New York City’s first full-scale casino opened just weeks ago. Already, it finds itself at the center of a costly financial standoff with the state — one that lawmakers have now partially addressed while leaving the core dispute unresolved.
Resorts World New York City launched April 28, bringing live table games to Queens for the first time. Located in South Ozone Park adjacent to Aqueduct Racetrack, the facility opened with more than 240 table games and 2,500 slot machines. Its debut was quickly shadowed by a fight over hundreds of millions of dollars in required payments to the state’s horse racing industry.
The 56% tax question at the heart of the dispute
New York law requires commercial casinos to make annual “racing support” payments to the New York Racing Association, a nonprofit that manages the state’s three major racetracks. The Gaming Commission believes those payments, worth at least $150 million annually, must be paid on top of the casino’s existing taxes. Resorts World argues that the racing support payments are already included in the taxes it pays.
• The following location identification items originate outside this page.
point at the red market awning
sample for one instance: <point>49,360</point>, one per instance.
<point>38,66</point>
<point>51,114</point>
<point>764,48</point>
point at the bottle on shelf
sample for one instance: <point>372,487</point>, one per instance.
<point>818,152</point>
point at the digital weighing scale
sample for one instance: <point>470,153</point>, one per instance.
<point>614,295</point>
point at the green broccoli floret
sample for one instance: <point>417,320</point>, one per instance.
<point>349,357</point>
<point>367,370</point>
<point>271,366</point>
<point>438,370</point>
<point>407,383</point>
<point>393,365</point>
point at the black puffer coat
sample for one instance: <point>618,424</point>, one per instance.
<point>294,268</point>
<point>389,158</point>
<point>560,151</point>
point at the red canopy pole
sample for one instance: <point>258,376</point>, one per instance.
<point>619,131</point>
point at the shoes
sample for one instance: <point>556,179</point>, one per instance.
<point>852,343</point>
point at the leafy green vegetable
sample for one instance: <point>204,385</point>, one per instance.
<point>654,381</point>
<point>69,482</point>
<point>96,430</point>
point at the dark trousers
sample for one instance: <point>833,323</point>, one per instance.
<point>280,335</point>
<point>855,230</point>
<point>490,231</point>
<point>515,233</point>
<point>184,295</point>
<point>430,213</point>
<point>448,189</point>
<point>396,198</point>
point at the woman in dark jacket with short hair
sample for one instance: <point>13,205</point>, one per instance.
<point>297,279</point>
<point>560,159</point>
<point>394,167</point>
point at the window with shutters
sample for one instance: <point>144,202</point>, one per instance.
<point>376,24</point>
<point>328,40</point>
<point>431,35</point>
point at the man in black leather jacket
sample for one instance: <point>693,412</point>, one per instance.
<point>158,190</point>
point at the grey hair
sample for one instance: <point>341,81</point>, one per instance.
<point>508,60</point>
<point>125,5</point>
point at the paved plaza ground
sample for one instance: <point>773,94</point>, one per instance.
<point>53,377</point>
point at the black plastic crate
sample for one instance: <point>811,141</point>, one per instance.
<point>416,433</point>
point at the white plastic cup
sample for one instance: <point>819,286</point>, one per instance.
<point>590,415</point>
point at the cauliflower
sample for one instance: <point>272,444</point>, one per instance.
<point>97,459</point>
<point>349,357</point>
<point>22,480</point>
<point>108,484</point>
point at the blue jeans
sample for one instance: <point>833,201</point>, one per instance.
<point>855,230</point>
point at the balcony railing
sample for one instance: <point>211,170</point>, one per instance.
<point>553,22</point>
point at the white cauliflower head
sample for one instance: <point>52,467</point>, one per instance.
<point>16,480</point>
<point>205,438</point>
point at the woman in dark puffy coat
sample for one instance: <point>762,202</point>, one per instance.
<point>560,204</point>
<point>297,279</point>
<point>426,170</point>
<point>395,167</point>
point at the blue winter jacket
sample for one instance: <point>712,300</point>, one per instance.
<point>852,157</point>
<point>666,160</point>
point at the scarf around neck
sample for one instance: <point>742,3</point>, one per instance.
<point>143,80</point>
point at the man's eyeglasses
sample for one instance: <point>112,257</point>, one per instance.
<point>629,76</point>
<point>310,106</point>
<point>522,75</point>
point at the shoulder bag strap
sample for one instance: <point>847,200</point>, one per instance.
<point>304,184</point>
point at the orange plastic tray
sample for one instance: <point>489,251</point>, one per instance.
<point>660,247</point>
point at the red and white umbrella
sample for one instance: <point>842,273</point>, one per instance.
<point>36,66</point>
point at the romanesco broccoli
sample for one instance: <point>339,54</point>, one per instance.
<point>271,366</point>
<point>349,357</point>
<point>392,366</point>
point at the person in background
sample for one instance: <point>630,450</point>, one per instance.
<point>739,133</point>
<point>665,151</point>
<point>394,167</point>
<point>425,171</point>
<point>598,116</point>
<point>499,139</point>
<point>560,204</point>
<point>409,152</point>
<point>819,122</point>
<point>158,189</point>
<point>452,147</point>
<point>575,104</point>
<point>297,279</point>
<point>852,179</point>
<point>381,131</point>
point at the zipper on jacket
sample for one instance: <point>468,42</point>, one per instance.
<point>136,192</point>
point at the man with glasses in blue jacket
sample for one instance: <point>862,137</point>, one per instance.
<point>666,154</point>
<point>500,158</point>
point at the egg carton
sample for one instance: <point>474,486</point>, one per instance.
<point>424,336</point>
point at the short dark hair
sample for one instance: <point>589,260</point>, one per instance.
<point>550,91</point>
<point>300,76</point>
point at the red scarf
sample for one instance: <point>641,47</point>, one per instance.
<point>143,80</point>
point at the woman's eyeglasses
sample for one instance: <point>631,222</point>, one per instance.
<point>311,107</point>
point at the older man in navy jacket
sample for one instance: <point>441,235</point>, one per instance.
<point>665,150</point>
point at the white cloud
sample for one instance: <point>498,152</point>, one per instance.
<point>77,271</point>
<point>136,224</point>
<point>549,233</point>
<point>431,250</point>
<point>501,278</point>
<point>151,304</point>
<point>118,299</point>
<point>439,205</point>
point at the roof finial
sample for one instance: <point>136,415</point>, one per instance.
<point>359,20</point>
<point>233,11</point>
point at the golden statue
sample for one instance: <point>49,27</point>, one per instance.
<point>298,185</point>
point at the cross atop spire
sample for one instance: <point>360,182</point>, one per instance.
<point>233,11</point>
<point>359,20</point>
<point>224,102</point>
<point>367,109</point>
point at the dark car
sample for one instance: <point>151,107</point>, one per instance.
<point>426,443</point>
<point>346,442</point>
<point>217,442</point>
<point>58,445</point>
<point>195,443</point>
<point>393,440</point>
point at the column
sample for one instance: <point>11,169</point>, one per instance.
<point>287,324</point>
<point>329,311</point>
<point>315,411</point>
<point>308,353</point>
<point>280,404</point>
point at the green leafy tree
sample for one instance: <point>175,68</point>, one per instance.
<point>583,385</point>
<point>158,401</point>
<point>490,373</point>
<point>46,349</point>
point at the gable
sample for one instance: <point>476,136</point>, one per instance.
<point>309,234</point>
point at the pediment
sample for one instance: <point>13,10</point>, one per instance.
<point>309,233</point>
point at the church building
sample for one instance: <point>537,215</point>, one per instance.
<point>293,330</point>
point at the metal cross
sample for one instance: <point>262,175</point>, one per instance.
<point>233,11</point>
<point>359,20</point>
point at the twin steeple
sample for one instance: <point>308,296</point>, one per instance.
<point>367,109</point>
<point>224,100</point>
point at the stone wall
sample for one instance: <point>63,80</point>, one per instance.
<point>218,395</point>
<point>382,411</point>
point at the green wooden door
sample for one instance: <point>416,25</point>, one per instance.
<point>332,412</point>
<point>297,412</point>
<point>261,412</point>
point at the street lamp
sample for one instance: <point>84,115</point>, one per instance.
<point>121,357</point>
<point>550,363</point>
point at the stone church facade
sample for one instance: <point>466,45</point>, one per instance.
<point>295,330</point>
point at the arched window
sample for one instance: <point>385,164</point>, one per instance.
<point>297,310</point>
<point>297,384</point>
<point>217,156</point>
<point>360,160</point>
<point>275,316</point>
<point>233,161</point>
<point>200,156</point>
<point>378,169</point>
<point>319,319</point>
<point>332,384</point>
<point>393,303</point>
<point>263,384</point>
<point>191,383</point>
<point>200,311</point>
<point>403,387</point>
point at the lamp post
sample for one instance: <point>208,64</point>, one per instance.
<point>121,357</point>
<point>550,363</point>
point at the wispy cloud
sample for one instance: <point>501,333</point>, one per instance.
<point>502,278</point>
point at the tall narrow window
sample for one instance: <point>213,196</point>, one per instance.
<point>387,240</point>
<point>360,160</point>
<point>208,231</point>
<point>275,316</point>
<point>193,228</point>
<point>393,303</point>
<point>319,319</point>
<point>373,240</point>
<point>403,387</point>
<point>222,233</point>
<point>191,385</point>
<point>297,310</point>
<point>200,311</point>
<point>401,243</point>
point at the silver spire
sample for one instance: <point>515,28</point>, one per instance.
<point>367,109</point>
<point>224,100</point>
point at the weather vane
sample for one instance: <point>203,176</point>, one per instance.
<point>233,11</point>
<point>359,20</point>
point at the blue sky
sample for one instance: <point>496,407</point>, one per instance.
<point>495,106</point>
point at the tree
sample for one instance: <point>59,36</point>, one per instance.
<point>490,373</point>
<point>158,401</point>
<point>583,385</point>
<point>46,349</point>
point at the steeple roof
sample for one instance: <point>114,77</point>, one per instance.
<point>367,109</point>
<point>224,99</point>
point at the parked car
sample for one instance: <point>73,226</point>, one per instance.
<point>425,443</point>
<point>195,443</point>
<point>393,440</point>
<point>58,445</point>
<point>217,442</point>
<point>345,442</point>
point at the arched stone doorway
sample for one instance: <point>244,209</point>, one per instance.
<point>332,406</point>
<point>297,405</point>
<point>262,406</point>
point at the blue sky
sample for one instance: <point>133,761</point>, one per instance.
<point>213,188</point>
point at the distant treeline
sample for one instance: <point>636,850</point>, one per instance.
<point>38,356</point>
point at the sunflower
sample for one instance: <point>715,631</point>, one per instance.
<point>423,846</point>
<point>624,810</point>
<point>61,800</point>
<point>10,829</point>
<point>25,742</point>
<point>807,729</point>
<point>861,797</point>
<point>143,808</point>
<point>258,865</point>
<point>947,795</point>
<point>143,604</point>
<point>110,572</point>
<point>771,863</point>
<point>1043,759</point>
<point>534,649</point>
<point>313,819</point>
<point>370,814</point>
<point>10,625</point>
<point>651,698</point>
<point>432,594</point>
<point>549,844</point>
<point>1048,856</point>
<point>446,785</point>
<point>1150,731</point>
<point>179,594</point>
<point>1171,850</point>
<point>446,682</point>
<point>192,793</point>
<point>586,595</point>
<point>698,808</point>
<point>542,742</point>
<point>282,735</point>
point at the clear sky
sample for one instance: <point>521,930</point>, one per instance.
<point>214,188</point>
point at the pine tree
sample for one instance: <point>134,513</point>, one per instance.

Owned by Malaysian conglomerate Genting, Resorts World says it proposed its 56% slot tax rate during last year’s licensing competition as inclusive of racing support. The commission’s own website, however, lists the 56% rate with no mention of racing support, stating that all of that revenue flows to education and the Metropolitan Transportation Authority.
Albany Law School government professor Bennett Liebman questioned how the situation arose at all. As reported by New York Focus, Liebman said:
“This whole episode makes little substantive sense. How do you plan to build a $5.5 billion casino without knowing for certain whether millions of dollars in required racing-support payments are included in your tax payments?”
Why Resorts World bears the burden alone — for now
The financial pressure on Resorts World is significant. Metropolitan Park, backed by Mets owner Steve Cohen in Queens, and Bally’s in the Bronx are not scheduled to open until mid-2030. Current law requires Resorts World to shoulder all payments alone until the other casinos open — an exposure that could surpass $500 million over the next four years. Once all three properties are operating, the burden will be divided among them.
Spokesperson Stefan Friedman pointed to the company’s track record, citing a 15-year history of contributing more than $4.5 billion in education funding, $2.5 billion to horse racing interests, and $500 million to the MTA from its video lottery operation at the same site.
A legislative fix — but not a full resolution
The New York legislature passed a bill June 5 that preserves gaming revenues paid to horse racetracks without addressing whether Resorts World is directly responsible for those payments going forward. The legislation, tucked into a broader funding bill, states that the Gaming Commission “may forward” tax payments it receives from a New York City casino to the nonprofit New York Racing Association. The shift takes effect immediately but expires after one year.
Critically, the bill avoids resolving the underlying legal dispute about whether Resorts World can count the racing support payments as part of its total 56% tax rate — or whether, as the Gaming Commission believes, the payments must be made separately. If Resorts World’s interpretation ultimately wins, it could cut into tax revenue the state expected to flow to public schools and the MTA.
Gov. Kathy Hochul supported the measure. “Given the ongoing dispute between the Gaming Commission and Resorts World regarding racing support payments, this legislation is designed to ensure that the racing industry, which has long relied on similar funding, does not suffer adverse consequences,” a Hochul spokesperson said in a news post by BloodHorse.
In a statement issued via PR Newswire, Resorts World welcomed the outcome.
Spokesperson Stefan Friedman said the casino was “grateful that the Legislature made the necessary changes allowing for the state gaming commission to directly distribute funds to the horse racing industry,” adding that Resorts World “looks forward to working in partnership with the state and continuing our standing as New York’s largest taxpayer.”
Queens State Sen. Joseph Addabbo, who chairs the Senate Committee on Racing, Gaming and Wagering, previously described the dispute as a matter of competing interpretations. “That’s part of the challenge,” he said, “getting people to the table to figure out what the 56 percent actually means.”
What’s at stake beyond the New York casino
Racing support payments date to 2001, when New York legalized video lottery terminals and required operators to fund a struggling horse racing industry. When the state authorized three downstate casino licenses in 2023, lawmakers maintained the requirement to prevent new full-scale casinos from undercutting revenue that video gambling facilities had long channeled to the tracks.
The one-year legislative fix buys time, but the core question — whether Resorts World owes $150 million a year on top of its existing taxes — remains unanswered. Resorts World’s Catskills property faces its own pressures, with Sullivan County negotiating a bailout valued at more than $500 million amid $300 million in debt the facility is working to refinance.
How all of these disputes are ultimately resolved will have real consequences for the casino, New York’s education funding, and the horse racing industry it has long helped sustain.